Friday, March 19, 2021

A Hero of Two Koreas


Not every man has what it takes to defeat an armada with 13 ships. But then again, not every man is Admiral Yi Sun-Shin. 


Today, the 16th-century admiral is one of the most-revered military figures in both Koreas—if not the most-revered. From his early days in the army of Joseon Korea, he has stood a cut above the rest. 


At 37, he was able to lead his troops to success against the invading Jurchens, even capturing the Jurchen chief. But instead of rejoicing at his conquest, superior officers grew insecure in their own positions, which culminated in a plot to frame Yi for desertion. Yi was arrested and tortured for his alleged crime. 

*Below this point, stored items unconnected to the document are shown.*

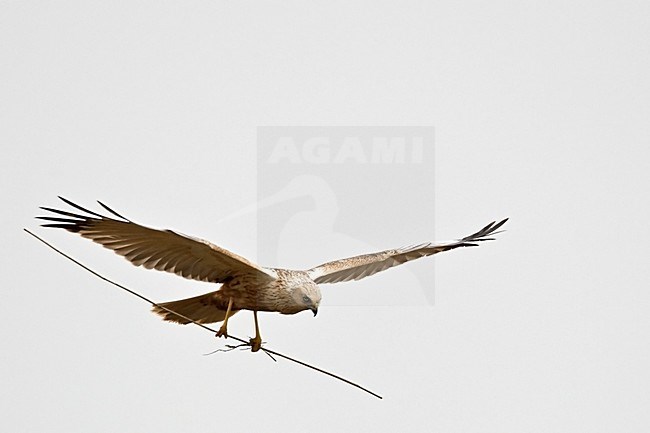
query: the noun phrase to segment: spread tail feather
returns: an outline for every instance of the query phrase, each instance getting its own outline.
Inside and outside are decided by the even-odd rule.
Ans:
[[[226,308],[215,296],[217,292],[206,293],[205,295],[195,296],[193,298],[181,299],[178,301],[165,302],[155,305],[151,311],[169,322],[186,325],[189,320],[184,319],[176,314],[161,308],[165,307],[185,317],[188,317],[198,323],[215,323],[222,322],[226,318]],[[231,310],[232,316],[238,310]]]

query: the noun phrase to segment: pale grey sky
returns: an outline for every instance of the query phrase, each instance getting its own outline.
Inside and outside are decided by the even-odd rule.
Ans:
[[[0,430],[648,431],[649,17],[605,1],[0,2]],[[256,259],[255,215],[217,221],[257,198],[269,125],[433,126],[435,238],[511,217],[495,242],[407,265],[435,262],[433,306],[328,305],[344,294],[324,286],[316,318],[261,315],[269,347],[382,401],[259,353],[202,356],[209,333],[22,231],[156,300],[212,290],[33,216],[99,199]],[[348,255],[314,239],[310,257]],[[395,278],[368,281],[390,299]]]

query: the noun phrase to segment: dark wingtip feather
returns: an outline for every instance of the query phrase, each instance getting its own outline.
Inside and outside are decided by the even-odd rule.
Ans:
[[[58,196],[59,199],[61,199],[64,203],[67,205],[78,209],[79,211],[83,212],[83,214],[77,214],[73,212],[68,212],[65,210],[60,210],[60,209],[55,209],[47,206],[41,206],[40,209],[47,211],[47,212],[52,212],[53,214],[56,214],[54,216],[37,216],[37,219],[44,220],[44,221],[49,221],[47,224],[42,224],[42,227],[51,227],[51,228],[60,228],[60,229],[65,229],[70,232],[80,232],[89,226],[93,225],[99,220],[106,220],[106,219],[111,219],[109,217],[106,217],[104,215],[101,215],[97,212],[93,212],[89,209],[86,209],[82,206],[79,206],[78,204],[72,202],[71,200],[68,200],[65,197]],[[101,203],[100,203],[101,204]],[[106,208],[108,211],[110,211],[112,214],[116,215],[117,217],[126,220],[127,222],[130,222],[123,216],[117,214],[117,212],[113,211],[112,209],[108,208],[107,206],[103,205],[104,208]],[[62,215],[62,218],[58,215]]]
[[[492,227],[490,227],[490,230],[488,230],[487,232],[483,233],[483,236],[488,236],[488,235],[498,235],[499,233],[503,233],[505,230],[499,230],[499,229],[501,228],[501,226],[503,226],[503,225],[506,223],[506,221],[508,221],[508,219],[509,219],[509,218],[504,218],[504,219],[502,219],[501,221],[499,221],[497,224],[495,224],[495,225],[493,225]],[[497,231],[497,230],[498,230],[498,231]],[[482,236],[482,237],[483,237],[483,236]],[[481,239],[481,240],[483,240],[483,241],[493,241],[494,238],[483,238],[483,239]]]
[[[502,219],[501,221],[499,221],[499,223],[498,223],[497,225],[495,225],[494,227],[492,227],[492,230],[498,230],[498,229],[499,229],[502,225],[504,225],[504,224],[506,223],[506,221],[508,221],[509,219],[510,219],[510,218],[504,218],[504,219]]]
[[[46,216],[37,216],[34,217],[39,220],[45,220],[45,221],[54,221],[54,222],[59,222],[59,223],[69,223],[69,224],[77,224],[80,222],[83,222],[83,220],[73,220],[70,218],[57,218],[57,217],[46,217]]]
[[[58,215],[63,215],[63,216],[70,217],[70,218],[75,218],[75,219],[74,220],[64,220],[62,218],[54,219],[52,217],[36,217],[36,218],[44,219],[44,220],[47,220],[47,221],[68,222],[68,223],[71,223],[71,224],[81,224],[81,223],[84,223],[84,222],[89,222],[90,220],[93,220],[95,218],[110,219],[110,218],[106,217],[105,215],[99,214],[97,212],[93,212],[90,209],[86,209],[85,207],[79,206],[78,204],[74,203],[71,200],[68,200],[65,197],[61,197],[61,196],[58,196],[58,197],[59,197],[59,199],[61,199],[67,205],[72,206],[73,208],[78,209],[78,210],[80,210],[80,211],[82,211],[82,212],[84,212],[84,213],[86,213],[88,215],[80,215],[80,214],[76,214],[76,213],[72,213],[72,212],[68,212],[68,211],[64,211],[64,210],[60,210],[60,209],[54,209],[54,208],[51,208],[51,207],[40,206],[39,208],[42,209],[42,210],[52,212],[52,213],[55,213],[55,214],[58,214]],[[126,222],[131,222],[128,218],[125,218],[122,215],[118,214],[113,209],[106,206],[104,203],[102,203],[100,201],[98,201],[98,203],[104,209],[106,209],[111,214],[115,215],[116,217],[118,217],[118,218],[120,218],[120,219],[122,219],[122,220],[124,220]],[[54,227],[54,226],[48,225],[47,227]]]
[[[501,226],[503,226],[506,223],[506,221],[508,221],[508,218],[502,219],[498,223],[496,221],[492,221],[490,224],[486,225],[476,233],[464,237],[463,239],[461,239],[461,241],[468,241],[468,242],[493,241],[494,238],[488,238],[486,236],[496,235],[503,232],[503,230],[500,231],[497,230]]]
[[[64,203],[69,204],[70,206],[72,206],[72,207],[75,208],[75,209],[79,209],[79,210],[82,211],[82,212],[89,213],[90,215],[95,215],[96,217],[99,217],[99,218],[104,218],[103,215],[100,215],[100,214],[98,214],[97,212],[93,212],[93,211],[91,211],[91,210],[88,210],[88,209],[86,209],[85,207],[81,207],[81,206],[79,206],[78,204],[73,203],[72,201],[68,200],[67,198],[61,197],[60,195],[57,196],[57,197],[59,197],[59,199],[61,199]]]
[[[77,233],[81,231],[81,227],[76,224],[41,224],[41,227],[50,227],[55,229],[65,229],[69,232]]]
[[[77,218],[77,219],[82,219],[82,220],[85,220],[87,218],[87,217],[85,217],[83,215],[79,215],[79,214],[72,213],[72,212],[67,212],[67,211],[64,211],[64,210],[54,209],[54,208],[51,208],[51,207],[41,206],[40,209],[46,210],[48,212],[58,213],[59,215],[65,215],[65,216],[69,216],[69,217]]]
[[[125,218],[125,217],[123,217],[122,215],[120,215],[119,213],[115,212],[113,209],[111,209],[110,207],[106,206],[106,205],[105,205],[104,203],[102,203],[101,201],[97,200],[97,203],[99,203],[99,205],[100,205],[101,207],[103,207],[104,209],[106,209],[107,211],[109,211],[110,213],[112,213],[113,215],[115,215],[116,217],[118,217],[118,218],[122,218],[124,221],[131,222],[128,218]]]

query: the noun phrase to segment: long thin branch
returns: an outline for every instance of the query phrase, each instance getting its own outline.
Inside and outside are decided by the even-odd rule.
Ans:
[[[199,326],[199,327],[201,327],[201,328],[203,328],[203,329],[205,329],[205,330],[207,330],[207,331],[210,331],[210,332],[212,332],[212,333],[216,333],[216,332],[217,332],[216,330],[210,328],[209,326],[205,326],[205,325],[202,324],[202,323],[198,323],[198,322],[196,322],[196,321],[190,319],[189,317],[186,317],[186,316],[184,316],[184,315],[182,315],[182,314],[180,314],[180,313],[177,313],[176,311],[170,310],[169,308],[166,308],[166,307],[164,307],[164,306],[162,306],[162,305],[160,305],[160,304],[157,304],[157,303],[153,302],[151,299],[142,296],[141,294],[139,294],[139,293],[137,293],[137,292],[135,292],[135,291],[129,289],[128,287],[125,287],[125,286],[123,286],[123,285],[121,285],[121,284],[119,284],[119,283],[116,283],[116,282],[114,282],[114,281],[109,280],[108,278],[106,278],[106,277],[104,277],[103,275],[101,275],[101,274],[99,274],[99,273],[93,271],[93,270],[90,269],[88,266],[86,266],[86,265],[84,265],[83,263],[77,261],[76,259],[70,257],[69,255],[67,255],[67,254],[64,253],[63,251],[59,250],[58,248],[56,248],[56,247],[53,246],[52,244],[48,243],[47,241],[43,240],[43,239],[40,238],[39,236],[37,236],[37,235],[35,235],[34,233],[30,232],[29,230],[27,230],[27,229],[23,229],[23,230],[25,230],[27,233],[29,233],[30,235],[32,235],[33,237],[35,237],[36,239],[38,239],[39,241],[41,241],[42,243],[44,243],[45,245],[47,245],[49,248],[51,248],[51,249],[53,249],[54,251],[56,251],[57,253],[61,254],[61,255],[62,255],[63,257],[65,257],[66,259],[72,261],[73,263],[75,263],[75,264],[78,265],[78,266],[81,266],[81,267],[84,268],[86,271],[88,271],[88,272],[90,272],[91,274],[95,275],[96,277],[98,277],[98,278],[100,278],[100,279],[106,281],[107,283],[110,283],[110,284],[112,284],[112,285],[114,285],[114,286],[116,286],[116,287],[119,287],[120,289],[122,289],[122,290],[124,290],[124,291],[126,291],[126,292],[128,292],[128,293],[130,293],[130,294],[132,294],[133,296],[137,296],[138,298],[142,299],[143,301],[147,302],[148,304],[150,304],[150,305],[153,306],[153,307],[159,307],[159,308],[162,308],[163,310],[165,310],[165,311],[167,311],[167,312],[170,312],[170,313],[173,313],[173,314],[175,314],[175,315],[177,315],[177,316],[179,316],[179,317],[181,317],[181,318],[183,318],[183,319],[185,319],[185,320],[188,320],[188,321],[190,321],[191,323],[193,323],[194,325]],[[244,339],[242,339],[242,338],[236,337],[236,336],[234,336],[234,335],[230,335],[230,334],[228,334],[227,338],[232,338],[233,340],[239,341],[240,343],[244,343],[245,345],[250,345],[250,343],[249,343],[248,341],[246,341],[246,340],[244,340]],[[276,351],[274,351],[274,350],[270,350],[270,349],[265,348],[265,347],[262,347],[260,350],[264,351],[264,352],[265,352],[267,355],[269,355],[271,358],[273,358],[272,355],[278,356],[278,357],[280,357],[280,358],[284,358],[284,359],[286,359],[286,360],[289,360],[289,361],[295,362],[296,364],[300,364],[300,365],[302,365],[302,366],[304,366],[304,367],[307,367],[307,368],[310,368],[310,369],[312,369],[312,370],[315,370],[315,371],[317,371],[317,372],[319,372],[319,373],[323,373],[323,374],[325,374],[325,375],[327,375],[327,376],[333,377],[334,379],[338,379],[338,380],[340,380],[340,381],[342,381],[342,382],[347,383],[348,385],[352,385],[352,386],[354,386],[355,388],[359,388],[360,390],[365,391],[365,392],[367,392],[368,394],[370,394],[370,395],[372,395],[372,396],[374,396],[374,397],[377,397],[377,398],[379,398],[379,399],[383,398],[383,397],[380,396],[379,394],[376,394],[376,393],[370,391],[370,390],[367,389],[367,388],[364,388],[363,386],[361,386],[361,385],[359,385],[359,384],[357,384],[357,383],[354,383],[354,382],[352,382],[352,381],[350,381],[350,380],[348,380],[348,379],[346,379],[346,378],[344,378],[344,377],[341,377],[341,376],[339,376],[339,375],[337,375],[337,374],[334,374],[334,373],[331,373],[331,372],[329,372],[329,371],[323,370],[322,368],[318,368],[318,367],[316,367],[316,366],[314,366],[314,365],[307,364],[306,362],[300,361],[300,360],[298,360],[298,359],[296,359],[296,358],[292,358],[291,356],[284,355],[284,354],[282,354],[282,353],[280,353],[280,352],[276,352]]]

Demoted to foot soldier after his release, Yi gradually worked his way back up the ranks with his own capabilities. At 45, he was promoted to admiral in the Joseon navy despite having no prior naval experience. He fended off many attacks by the Japanese, becoming one of the Japanese military’s greatest adversaries. 


To get around Yi, the Japanese sent a spy into the Joseon court to leak bits of false intel to the Koreans. This spy told the Joseon military that the Japanese were planning an attack and that Admiral Yi should prepare an ambush in a certain spot. 


But the admiral correctly identified this advice as a trap. He refused to follow the misguided order, which got him jailed and tortured yet a second time and also sentenced to death. His supporters managed to persuade the king to change his mind, but Yi had to become a foot soldier once again. 


The admiral’s successor was not as brilliant as he was and soon whittled down the Korean fleet to 13 ships after a series of naval losses. Yi was quickly reinstated as admiral to turn the situation around.


With just 13 ships, he defeated a Japanese fleet of 333 at the Battle of Myeongnyang and left the battle with all 13 ships intact. This move thoroughly crippled the Japanese effort to take Korea, and Japan eventually brokered peace after the Battle of Noryang. It was the admiral’s last battle, and he was tragically killed in action.


Not wanting to unnerve his troops, some of his last words were “We are about to win the war! Do not announce my death!” 


Admiral Yi’s posthumous name reflects the impact of his legacy on the Korean nation: Chungmu, meaning “loyal warrior.” 


There could hardly be a better name for a man who could still fight for a nation whose leaders had twice betrayed him—and hardly a worthier man to be included in the annals of war heroes.